1. Amongst patients with moderate to severe depression being initiated on pharmacotherapy, using the shared decision-making tool, Depression Medication Choice, made patients and physicians feel greater comfort and empowerment compared to usual care.
2. However, the Depression Medication Choice had no significant effect on patient adherence or depression outcomes at the end of the 6-month follow-up period.
Evidence Rating Level: 1 (Excellent)
Study Rundown: Depression is a very debilitating condition affecting a significant portion of the American population. The mainstay of treatment for moderate to severe depression is pharmacotherapy. However, not enough data exist on comparative effectiveness of these medications. More predictable, however, are some of the adverse effects. Both of these lead to difficulty with initiating and maintaining patients on appropriate therapy. This study was designed to determine whether a decision aid, Depression Medication Choice, could improve patient and physician experience, medication adherence, and outcomes. The results of the study showed that both the physicians and patients in the decision aid arm of the study felt more comfortable and empowered compared to the usual care group. However, the Depression Medication Choice had no significant effect on patient adherence or depression outcomes at the end of the six-month follow-up period.
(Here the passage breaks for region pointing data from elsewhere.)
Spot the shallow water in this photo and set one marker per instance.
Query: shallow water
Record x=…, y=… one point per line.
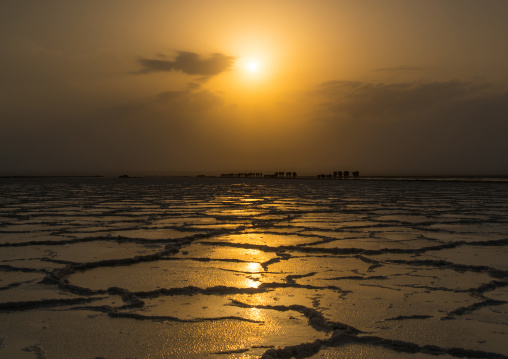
x=225, y=268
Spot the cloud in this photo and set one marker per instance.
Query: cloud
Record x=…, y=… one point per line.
x=415, y=127
x=189, y=63
x=399, y=68
x=359, y=100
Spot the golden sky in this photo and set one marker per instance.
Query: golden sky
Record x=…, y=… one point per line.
x=199, y=86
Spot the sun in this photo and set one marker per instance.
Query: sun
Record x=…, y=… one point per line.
x=252, y=66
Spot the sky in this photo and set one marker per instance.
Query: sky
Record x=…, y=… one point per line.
x=185, y=87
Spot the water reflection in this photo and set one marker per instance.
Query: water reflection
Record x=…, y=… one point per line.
x=253, y=280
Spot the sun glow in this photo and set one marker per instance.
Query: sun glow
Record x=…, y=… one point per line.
x=253, y=66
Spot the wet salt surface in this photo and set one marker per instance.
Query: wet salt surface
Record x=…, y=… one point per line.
x=218, y=268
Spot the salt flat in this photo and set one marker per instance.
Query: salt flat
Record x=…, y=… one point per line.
x=230, y=268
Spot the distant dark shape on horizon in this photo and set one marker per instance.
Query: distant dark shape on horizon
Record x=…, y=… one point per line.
x=189, y=63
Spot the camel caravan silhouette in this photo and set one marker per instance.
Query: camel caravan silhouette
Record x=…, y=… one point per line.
x=260, y=175
x=335, y=175
x=339, y=175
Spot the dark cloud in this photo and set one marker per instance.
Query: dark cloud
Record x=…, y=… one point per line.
x=189, y=63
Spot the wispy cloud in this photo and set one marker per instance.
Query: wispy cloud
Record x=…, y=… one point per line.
x=404, y=68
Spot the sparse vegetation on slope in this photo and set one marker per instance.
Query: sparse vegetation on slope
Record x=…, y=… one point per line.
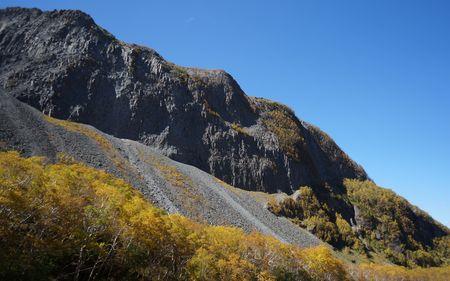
x=386, y=225
x=69, y=221
x=281, y=120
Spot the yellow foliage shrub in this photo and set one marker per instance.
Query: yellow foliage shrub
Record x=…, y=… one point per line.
x=70, y=221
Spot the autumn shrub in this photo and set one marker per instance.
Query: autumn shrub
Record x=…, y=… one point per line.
x=388, y=224
x=69, y=221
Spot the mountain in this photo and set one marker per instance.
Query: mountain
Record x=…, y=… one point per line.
x=65, y=65
x=170, y=185
x=193, y=142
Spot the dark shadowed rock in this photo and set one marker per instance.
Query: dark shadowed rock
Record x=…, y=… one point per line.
x=63, y=64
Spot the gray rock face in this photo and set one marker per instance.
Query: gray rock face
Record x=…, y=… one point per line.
x=63, y=64
x=198, y=196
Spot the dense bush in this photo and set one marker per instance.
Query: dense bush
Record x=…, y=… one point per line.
x=387, y=225
x=68, y=221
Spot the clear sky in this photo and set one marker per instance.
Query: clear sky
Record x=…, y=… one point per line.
x=375, y=75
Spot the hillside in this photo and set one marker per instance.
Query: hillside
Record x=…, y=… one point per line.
x=192, y=142
x=66, y=66
x=67, y=221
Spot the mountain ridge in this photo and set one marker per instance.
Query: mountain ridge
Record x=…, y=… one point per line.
x=67, y=67
x=75, y=70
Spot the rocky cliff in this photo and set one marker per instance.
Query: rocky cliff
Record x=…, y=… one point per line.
x=63, y=64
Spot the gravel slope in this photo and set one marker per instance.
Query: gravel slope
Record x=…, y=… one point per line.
x=171, y=185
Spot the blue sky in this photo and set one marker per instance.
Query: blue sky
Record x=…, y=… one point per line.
x=375, y=75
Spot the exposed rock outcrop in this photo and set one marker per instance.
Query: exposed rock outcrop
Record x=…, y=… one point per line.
x=63, y=64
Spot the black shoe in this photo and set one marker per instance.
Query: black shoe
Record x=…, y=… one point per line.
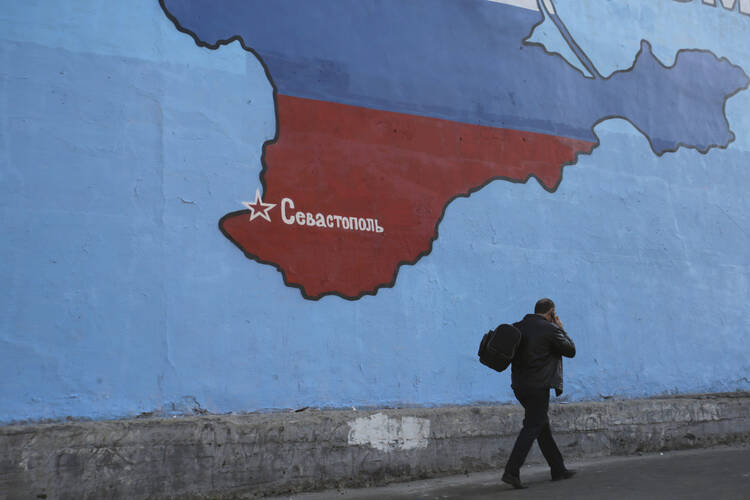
x=566, y=474
x=514, y=481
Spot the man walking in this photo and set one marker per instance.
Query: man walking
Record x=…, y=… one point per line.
x=537, y=368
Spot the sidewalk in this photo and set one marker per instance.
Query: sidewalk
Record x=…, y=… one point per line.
x=716, y=474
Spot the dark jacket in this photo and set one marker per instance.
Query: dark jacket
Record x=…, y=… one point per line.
x=538, y=361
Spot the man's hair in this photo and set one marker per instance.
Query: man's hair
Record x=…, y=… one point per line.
x=543, y=306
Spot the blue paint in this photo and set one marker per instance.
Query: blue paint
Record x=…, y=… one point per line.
x=477, y=72
x=120, y=295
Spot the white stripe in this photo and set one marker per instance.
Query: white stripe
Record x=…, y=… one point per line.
x=528, y=4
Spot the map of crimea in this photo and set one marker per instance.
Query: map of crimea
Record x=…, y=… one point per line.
x=388, y=110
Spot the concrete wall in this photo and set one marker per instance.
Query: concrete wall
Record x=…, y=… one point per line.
x=240, y=456
x=129, y=130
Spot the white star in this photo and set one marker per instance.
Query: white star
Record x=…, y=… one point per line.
x=258, y=208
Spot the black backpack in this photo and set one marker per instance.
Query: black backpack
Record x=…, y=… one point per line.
x=498, y=347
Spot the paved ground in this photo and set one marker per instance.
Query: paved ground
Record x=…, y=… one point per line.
x=714, y=474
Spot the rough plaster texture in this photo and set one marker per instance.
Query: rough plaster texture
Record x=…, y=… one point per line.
x=238, y=456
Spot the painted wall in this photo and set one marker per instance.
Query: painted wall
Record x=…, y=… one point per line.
x=128, y=145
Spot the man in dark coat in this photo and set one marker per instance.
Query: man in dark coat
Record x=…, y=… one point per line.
x=537, y=368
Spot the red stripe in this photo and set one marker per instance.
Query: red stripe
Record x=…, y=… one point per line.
x=399, y=169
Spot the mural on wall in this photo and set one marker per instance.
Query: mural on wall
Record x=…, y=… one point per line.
x=347, y=134
x=374, y=140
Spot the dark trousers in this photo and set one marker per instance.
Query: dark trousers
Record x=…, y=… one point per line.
x=535, y=427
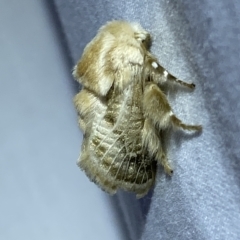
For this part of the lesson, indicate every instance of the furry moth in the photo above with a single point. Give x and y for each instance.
(122, 109)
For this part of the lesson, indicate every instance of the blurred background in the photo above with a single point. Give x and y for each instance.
(43, 194)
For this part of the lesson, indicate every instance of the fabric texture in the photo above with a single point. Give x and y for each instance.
(196, 41)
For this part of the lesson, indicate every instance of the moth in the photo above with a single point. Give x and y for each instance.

The strength of the study was mainly in the design, applying the Depression Medication Choice in a randomized fashion. However, there was no blinding, so there is a significant risk of bias. Also, the results may not be generalizable since only a narrow geographic population was enrolled. Additionally, a 6-month follow-up period may not have been long enough for clinical outcomes differences to manifest.
In-Depth [randomized controlled trial]: Ten primary care practices in Minnesota and Wisconsin were randomized to either Depression Medication Choice (DMC) or usual care (UC) – five in each group. The study took place from 2011 to 2013. The primary outcomes evaluated at six months were subjective quality of decision-making process from the patients’ and physicians’ perspective, patient adherence, and clinical outcomes (as determined by the PHQ-9).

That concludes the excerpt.